Beson wäre schon fast in die Straße, die zum Apartement führte eingebogen, hätte wie üblich Madame Rosande am Zeitungstand gegrüßt und Monsieur Voulieux, den unfreundlichen Straßenkehrer, nicht, hätte Brot geholt, wäre schnaufend die alte Treppe hinaufgestapft, hätte den Zustand in dem seine Frau die Wohnung bei ihrer Abfahrt hinterlassen hatte murmelnd kritisiert und sich auf das Sofa gelegt. Doch da fiel er ihm ein. Douesten. Gott hab ihn seelig. Der arme Kerl. Er hatte etwas über ihn herausfinden können. Gut nach kurzer Recherche war er so müde gewesen, dass er eingenickt war, doch er hatte etwas herausgefunden. Nicht nur Schriftsteller war der Gute gewesen. Monkeys hieß eine Bar in Montparnasse und deren Inhaber war ein gewisser Douesten. Hoffentlich derselbe.

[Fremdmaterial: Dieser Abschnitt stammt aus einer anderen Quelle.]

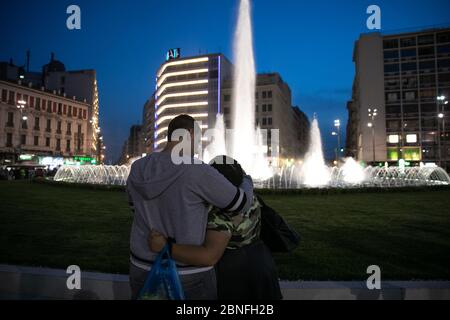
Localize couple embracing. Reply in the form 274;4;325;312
127;115;282;300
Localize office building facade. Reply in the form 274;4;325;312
0;55;103;165
346;28;450;170
153;54;232;150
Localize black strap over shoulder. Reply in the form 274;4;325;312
257;196;300;252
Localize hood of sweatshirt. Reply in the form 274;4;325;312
127;152;188;200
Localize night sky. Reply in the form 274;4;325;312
0;0;450;162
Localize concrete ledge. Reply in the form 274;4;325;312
0;264;450;300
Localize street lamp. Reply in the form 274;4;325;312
367;108;378;163
334;119;341;161
436;95;448;167
17;99;28;156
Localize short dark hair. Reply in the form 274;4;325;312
167;114;195;142
209;156;245;187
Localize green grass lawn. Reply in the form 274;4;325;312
0;181;450;280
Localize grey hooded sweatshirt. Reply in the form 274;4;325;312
127;152;253;273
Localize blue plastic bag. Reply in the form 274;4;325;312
138;244;184;300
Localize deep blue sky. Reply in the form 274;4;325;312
0;0;450;161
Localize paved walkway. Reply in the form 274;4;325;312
0;264;450;300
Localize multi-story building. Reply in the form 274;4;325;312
0;52;102;164
143;54;309;158
142;95;156;153
153;54;232;150
347;28;450;170
222;73;309;158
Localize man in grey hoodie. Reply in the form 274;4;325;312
127;115;253;300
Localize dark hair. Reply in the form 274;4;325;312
209;156;244;187
167;114;195;142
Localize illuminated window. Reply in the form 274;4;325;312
388;134;398;143
406;134;417;143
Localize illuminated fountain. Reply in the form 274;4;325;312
54;0;450;189
300;115;331;187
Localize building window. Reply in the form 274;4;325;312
384;64;400;73
402;49;416;58
6;133;12;148
383;39;398;49
417;34;434;46
419;60;436;72
384;50;398;60
387;92;398;102
6;112;14;127
437;32;450;43
404;91;416;100
388;134;399;144
400;37;416;48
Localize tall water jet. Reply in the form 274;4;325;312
231;0;257;174
300;116;331;188
341;158;365;184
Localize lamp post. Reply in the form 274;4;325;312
17;100;28;157
367;108;378;164
436;95;448;167
334;119;341;161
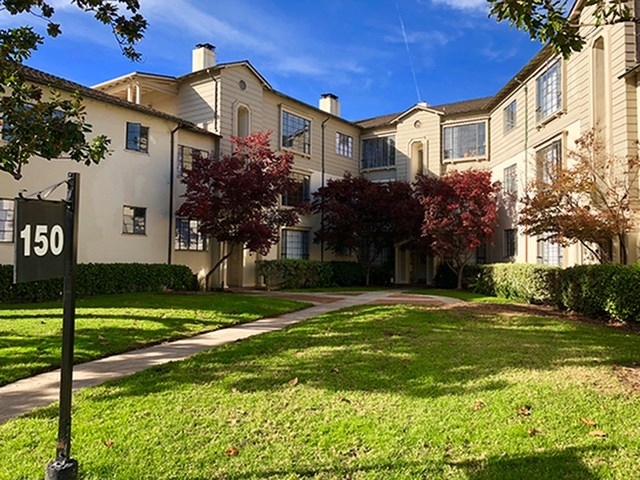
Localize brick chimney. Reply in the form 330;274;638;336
319;93;340;117
191;43;216;72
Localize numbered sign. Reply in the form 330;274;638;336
13;198;67;283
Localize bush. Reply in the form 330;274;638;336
558;264;640;322
258;258;333;288
0;263;199;303
473;263;561;304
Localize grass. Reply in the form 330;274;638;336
0;294;308;386
406;288;514;304
0;305;640;480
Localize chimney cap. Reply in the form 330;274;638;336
196;43;216;51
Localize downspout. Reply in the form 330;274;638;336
167;125;182;265
524;84;529;263
320;117;331;262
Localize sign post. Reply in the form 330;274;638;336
14;172;80;480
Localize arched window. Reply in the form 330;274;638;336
236;105;250;138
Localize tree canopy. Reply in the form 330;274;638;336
0;0;147;179
415;170;500;288
313;173;421;284
177;132;305;284
488;0;636;58
519;130;640;263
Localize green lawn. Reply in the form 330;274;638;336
0;293;309;386
0;305;640;480
406;288;514;304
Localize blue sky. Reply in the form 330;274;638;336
7;0;540;120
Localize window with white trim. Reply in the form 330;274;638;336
0;199;15;242
538;240;562;267
126;122;149;153
281;228;309;260
336;132;353;158
282;110;311;155
122;205;147;235
178;145;209;175
502;100;518;133
502;164;518;196
361;135;396;169
175;218;207;251
282;173;311;207
536;139;562;182
536;60;562;122
503;228;518;258
443;122;486;160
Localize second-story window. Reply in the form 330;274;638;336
503;100;517;133
282;174;311;207
443;122;486;160
127;122;149;153
282;111;311;155
536;60;562;122
361;135;396;169
336;132;353;158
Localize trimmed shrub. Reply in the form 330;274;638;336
0;263;199;303
558;264;640;322
473;263;561;304
258;258;333;289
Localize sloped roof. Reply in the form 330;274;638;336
22;65;218;136
353;97;493;130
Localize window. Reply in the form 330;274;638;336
282;112;311;154
336;132;353;158
362;136;396;168
502;165;518;196
282;229;309;260
476;243;487;265
0;199;14;242
122;205;147;235
536;140;562;182
538;240;562;267
504;228;518;258
282;174;311;207
127;122;149;153
178;145;209;175
175;218;207;251
444;122;486;160
536;60;562;122
503;100;517;133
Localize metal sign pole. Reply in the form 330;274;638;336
45;172;80;480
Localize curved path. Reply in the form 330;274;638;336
0;290;461;423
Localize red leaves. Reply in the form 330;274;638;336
177;132;299;254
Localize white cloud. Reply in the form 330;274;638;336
432;0;489;12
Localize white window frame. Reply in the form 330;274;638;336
280;109;311;155
122;205;147;235
536;59;563;123
442;120;487;161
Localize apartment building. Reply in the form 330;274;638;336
0;1;640;286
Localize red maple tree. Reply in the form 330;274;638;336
176;132;304;284
312;173;421;285
415;170;500;288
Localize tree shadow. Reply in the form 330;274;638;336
87;305;639;398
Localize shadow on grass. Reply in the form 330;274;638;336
453;447;612;480
86;305;640;398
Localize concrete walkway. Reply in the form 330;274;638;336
0;290;460;423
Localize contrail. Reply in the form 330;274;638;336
396;0;422;103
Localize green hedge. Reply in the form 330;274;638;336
0;263;199;303
473;263;561;304
558;264;640;322
258;258;333;288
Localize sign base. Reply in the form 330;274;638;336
44;458;78;480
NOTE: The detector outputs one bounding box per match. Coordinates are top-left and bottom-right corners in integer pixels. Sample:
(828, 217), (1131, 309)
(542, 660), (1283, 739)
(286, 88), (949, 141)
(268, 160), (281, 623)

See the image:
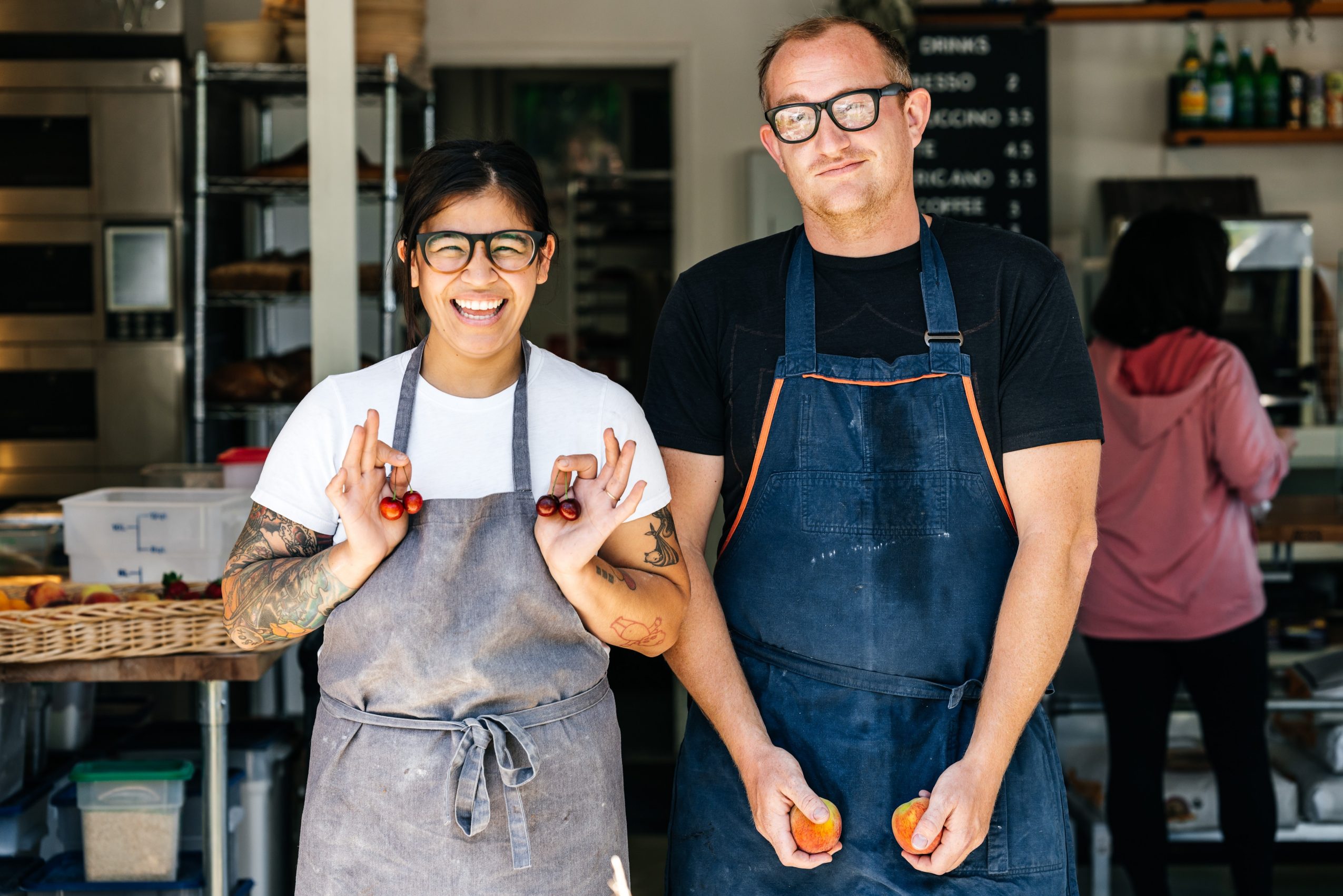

Die Adresse fand man leicht. Ein Billiardlokal war nun im Erdgeschoß des schäbigen Hauses. Über dem Tresen lehnte eine junge Frau. Sie war alleine. Kein Wunder. So ein Lokal am Vormittag. Falls sie verwundert war über den frühen Besucher ließ sie es sich nicht anmerken. Sie richtet sich nicht einmal auf. Blonde Stirnfransen verdeckten ihre Augen. Sie lugten hinter ihnen hervor, desinteressiert und müde. Der Monsieur trat näher. Räusperte sich. Dann erneut. Orderte ein Bier. Dann noch eins. Er war her gekommen, um zu fragen. Zu recherchieren. Aber bei Gott was wollte er denn überhaupt herausfinden?